Metribolone, also known as 17α-methyltrenbolone, as well as 17α-methyl-δ^{9,11}-19-nortestosterone or 17α-methylestra-4,9,11-trien-17β-ol-3-one, is a synthetic estrane steroid and a 17α-alkylated derivative of nandrolone (19-nortestosterone). It is the C17α methylated derivative of trenbolone (δ^{9,11}-19-nortestosterone) and the C9- and C11-dehydrogenated (δ^{9,11}) analogue of normethandrone (17α-methyl-19-nortestosterone). Other close relatives and derivatives of metribolone include mibolerone (7α,17α-dimethyl-19-nortestosterone) and dimethyltrienolone (RU-2420; 7α,17α-dimethyl-δ^{9,11}-19-nortestosterone). In addition to AAS, trimethyltrienolone (R2956; 2α,2β,17α-trimethyl-δ^{9,11}-19-nortestosterone), a highly potent antiandrogen, has been derived from metribolone.

==History==
Metribolone was first described in the literature in 1965. It was studied clinically in the late 1960s and early 1970s, most notably in the treatment of advanced breast cancer. The drug was found to be effective and showed weak androgenicity, but also produced severe signs of hepatotoxicity, and was ultimately never marketed. By the mid-1970s, metribolone was becoming an accepted standard as a ligand and agonist of the AR in scientific research. It remains in wide use for this purpose today.
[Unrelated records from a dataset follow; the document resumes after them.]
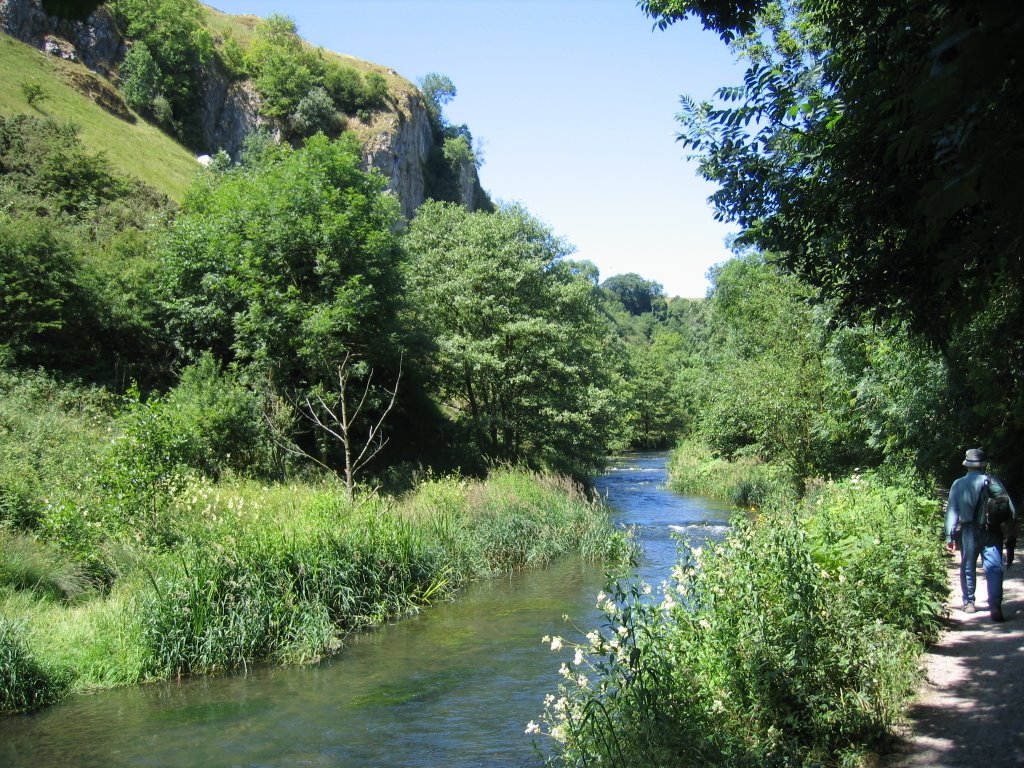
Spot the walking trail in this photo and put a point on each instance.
(970, 713)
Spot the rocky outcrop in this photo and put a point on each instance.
(95, 42)
(399, 151)
(398, 145)
(228, 112)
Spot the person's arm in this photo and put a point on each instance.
(952, 518)
(998, 487)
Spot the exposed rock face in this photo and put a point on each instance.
(400, 154)
(229, 110)
(94, 42)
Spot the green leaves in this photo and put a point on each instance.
(517, 335)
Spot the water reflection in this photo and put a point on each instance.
(453, 686)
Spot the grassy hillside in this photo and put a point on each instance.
(241, 29)
(76, 94)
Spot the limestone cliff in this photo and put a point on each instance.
(396, 141)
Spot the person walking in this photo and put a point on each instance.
(967, 496)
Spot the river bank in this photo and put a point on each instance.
(968, 714)
(454, 685)
(260, 574)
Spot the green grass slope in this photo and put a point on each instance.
(77, 95)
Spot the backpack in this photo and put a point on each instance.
(993, 509)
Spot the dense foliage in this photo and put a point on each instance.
(871, 148)
(793, 643)
(518, 336)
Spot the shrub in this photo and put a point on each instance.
(34, 92)
(24, 684)
(790, 644)
(747, 482)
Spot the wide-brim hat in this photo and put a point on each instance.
(975, 459)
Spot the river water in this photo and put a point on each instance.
(453, 686)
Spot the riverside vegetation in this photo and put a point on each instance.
(172, 354)
(210, 576)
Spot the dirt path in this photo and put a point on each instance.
(971, 711)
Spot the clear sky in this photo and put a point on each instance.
(573, 102)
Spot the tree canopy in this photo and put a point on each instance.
(873, 150)
(517, 332)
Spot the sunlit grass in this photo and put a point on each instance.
(282, 573)
(135, 148)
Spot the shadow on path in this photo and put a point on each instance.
(970, 713)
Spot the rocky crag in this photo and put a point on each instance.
(398, 141)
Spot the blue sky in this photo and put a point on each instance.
(573, 102)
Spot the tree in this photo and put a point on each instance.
(518, 336)
(287, 267)
(140, 78)
(438, 91)
(872, 148)
(637, 295)
(762, 389)
(337, 415)
(175, 35)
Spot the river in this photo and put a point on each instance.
(453, 686)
Aside from scientific research, metribolone has also been encountered as an AAS in non-medical contexts, for instance in doping in sports and bodybuilding.

==Society and culture==

===Generic names===
Metribolone is the generic name of metribolone and its INN. It is also known by the name methyltrienolone and its developmental code names R1881, R-1881, RU-1881, and RU1881, and is very commonly referred to by these other names rather than as metribolone in the scientific literature.

===Doping in sports===
Prior to the 2008 Beijing Olympic Games, 11 members of the Greek national weightlifting team and 4 Greek track and field athletes tested positive for metribolone.